By NGOZI Onyeakusi

CBN governor, Godwin Emefiele

 

Ahead of the January 1, 2018 deadline for implementation of the International Financial Reporting Standard 9, the Central Bank of Nigeria (CBN) has charged Deposit Money Banks (DMBs) to comply with its implementation saying that IFRS 9 would not bring the desired benefits if it is not effectively implemented and applied consistently.

Giving the charge at at a breakfast roundtable organised by the Risk Managers Association of Nigeria (RIMAN) in collaboration with Olisa Agbakoba Legal Limited in Lagos, the Director, Banking Supervision, CBN, Ahmad Abdullahi, said all DMBs were expected to commence parallel run of a new loan impairment system from July 1, 2017 in order to ensure a seamless transition to IFRS 9 by January 1, 2018.

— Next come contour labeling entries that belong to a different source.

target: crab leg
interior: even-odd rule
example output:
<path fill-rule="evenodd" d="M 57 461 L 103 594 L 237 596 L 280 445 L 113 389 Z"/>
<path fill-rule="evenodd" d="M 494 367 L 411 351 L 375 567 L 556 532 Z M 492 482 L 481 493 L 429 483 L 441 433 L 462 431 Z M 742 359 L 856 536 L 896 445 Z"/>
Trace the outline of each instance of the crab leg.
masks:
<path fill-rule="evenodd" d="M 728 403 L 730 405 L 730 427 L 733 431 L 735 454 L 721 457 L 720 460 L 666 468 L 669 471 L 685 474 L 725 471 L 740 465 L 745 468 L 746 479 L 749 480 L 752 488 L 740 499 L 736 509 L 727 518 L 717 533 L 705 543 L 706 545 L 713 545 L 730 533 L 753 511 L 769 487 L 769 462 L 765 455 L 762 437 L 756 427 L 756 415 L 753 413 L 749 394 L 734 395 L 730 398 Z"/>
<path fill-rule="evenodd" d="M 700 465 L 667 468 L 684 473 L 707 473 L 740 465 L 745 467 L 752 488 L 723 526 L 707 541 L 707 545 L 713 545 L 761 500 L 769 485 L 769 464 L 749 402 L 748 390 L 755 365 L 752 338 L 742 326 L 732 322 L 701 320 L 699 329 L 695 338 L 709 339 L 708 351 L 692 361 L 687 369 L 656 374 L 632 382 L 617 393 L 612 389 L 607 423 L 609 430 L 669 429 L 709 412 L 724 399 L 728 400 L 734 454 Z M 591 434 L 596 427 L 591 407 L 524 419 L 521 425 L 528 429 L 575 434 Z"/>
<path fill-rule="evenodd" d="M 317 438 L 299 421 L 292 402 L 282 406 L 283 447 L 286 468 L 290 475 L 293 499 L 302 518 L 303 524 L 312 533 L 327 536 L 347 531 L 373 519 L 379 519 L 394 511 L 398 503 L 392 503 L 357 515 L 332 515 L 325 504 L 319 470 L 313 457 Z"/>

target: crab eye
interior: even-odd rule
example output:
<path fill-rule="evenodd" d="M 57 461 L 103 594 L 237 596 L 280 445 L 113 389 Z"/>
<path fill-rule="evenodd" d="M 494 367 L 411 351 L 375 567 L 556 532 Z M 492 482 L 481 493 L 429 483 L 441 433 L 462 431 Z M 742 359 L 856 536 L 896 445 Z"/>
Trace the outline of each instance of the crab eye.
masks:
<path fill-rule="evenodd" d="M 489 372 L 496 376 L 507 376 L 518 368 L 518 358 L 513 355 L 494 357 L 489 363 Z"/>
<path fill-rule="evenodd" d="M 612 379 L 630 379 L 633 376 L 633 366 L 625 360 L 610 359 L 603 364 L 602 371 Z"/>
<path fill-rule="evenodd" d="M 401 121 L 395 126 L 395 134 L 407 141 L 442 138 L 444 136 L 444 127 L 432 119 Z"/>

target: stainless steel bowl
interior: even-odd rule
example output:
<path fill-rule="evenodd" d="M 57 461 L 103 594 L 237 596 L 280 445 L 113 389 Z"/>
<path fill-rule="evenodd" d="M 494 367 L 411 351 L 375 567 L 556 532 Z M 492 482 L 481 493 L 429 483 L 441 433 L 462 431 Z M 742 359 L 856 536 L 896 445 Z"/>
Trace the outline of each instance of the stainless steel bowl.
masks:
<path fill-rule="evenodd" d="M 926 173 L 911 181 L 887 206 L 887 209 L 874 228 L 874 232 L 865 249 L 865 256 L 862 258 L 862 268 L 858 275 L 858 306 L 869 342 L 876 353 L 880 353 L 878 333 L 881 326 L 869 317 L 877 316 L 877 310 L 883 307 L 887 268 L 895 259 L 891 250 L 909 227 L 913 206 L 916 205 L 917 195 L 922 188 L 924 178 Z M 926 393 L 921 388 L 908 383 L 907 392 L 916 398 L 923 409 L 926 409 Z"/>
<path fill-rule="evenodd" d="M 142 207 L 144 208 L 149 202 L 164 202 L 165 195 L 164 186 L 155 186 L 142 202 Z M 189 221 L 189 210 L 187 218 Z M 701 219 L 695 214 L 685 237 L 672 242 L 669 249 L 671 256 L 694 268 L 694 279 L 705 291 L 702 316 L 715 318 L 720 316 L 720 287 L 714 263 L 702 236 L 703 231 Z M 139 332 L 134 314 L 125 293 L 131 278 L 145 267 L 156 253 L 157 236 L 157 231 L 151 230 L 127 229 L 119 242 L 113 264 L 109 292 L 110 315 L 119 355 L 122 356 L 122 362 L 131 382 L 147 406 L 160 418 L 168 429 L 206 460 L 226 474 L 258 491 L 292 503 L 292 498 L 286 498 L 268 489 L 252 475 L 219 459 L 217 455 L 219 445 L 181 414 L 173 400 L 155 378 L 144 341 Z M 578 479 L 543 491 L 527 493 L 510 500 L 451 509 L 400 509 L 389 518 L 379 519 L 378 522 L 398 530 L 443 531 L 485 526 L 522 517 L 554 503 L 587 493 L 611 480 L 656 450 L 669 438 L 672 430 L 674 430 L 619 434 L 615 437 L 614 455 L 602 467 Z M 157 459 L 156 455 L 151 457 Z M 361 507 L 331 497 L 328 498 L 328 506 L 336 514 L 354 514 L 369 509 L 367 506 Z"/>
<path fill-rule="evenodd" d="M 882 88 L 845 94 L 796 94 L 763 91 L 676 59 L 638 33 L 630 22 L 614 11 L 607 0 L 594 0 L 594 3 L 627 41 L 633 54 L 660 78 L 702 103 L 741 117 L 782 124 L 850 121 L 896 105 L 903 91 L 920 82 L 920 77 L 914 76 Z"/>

According to him, “We have less than six months to the effective date of the standard (IFRS 9) and many banks have to intensify efforts to meet the deadline”.

“The IFRS 9 would not bring the desired benefits if it is not effectively implemented and applied consistently; with less than six months to the effective date, all hands have to be on deck,” he added.

At the event, RIMAN inaugurated a work group on laws relating to credit and risk administration, non-performing loans and related issues in the nation’s financial system.

The work group, which was inaugurated by the President of RIMAN, Mr. Jude Monye, consists of RIMAN members from the financial services sector, CBN, Nigeria Deposit Insurance Corporation and lawyers.

According to Monye, the group is mandated, among other things, to facilitate, review, participate and promote initiatives towards strengthening the laws relating to credit administration, risk management and debt recovery in the country’s business environment and recommend necessary reforms.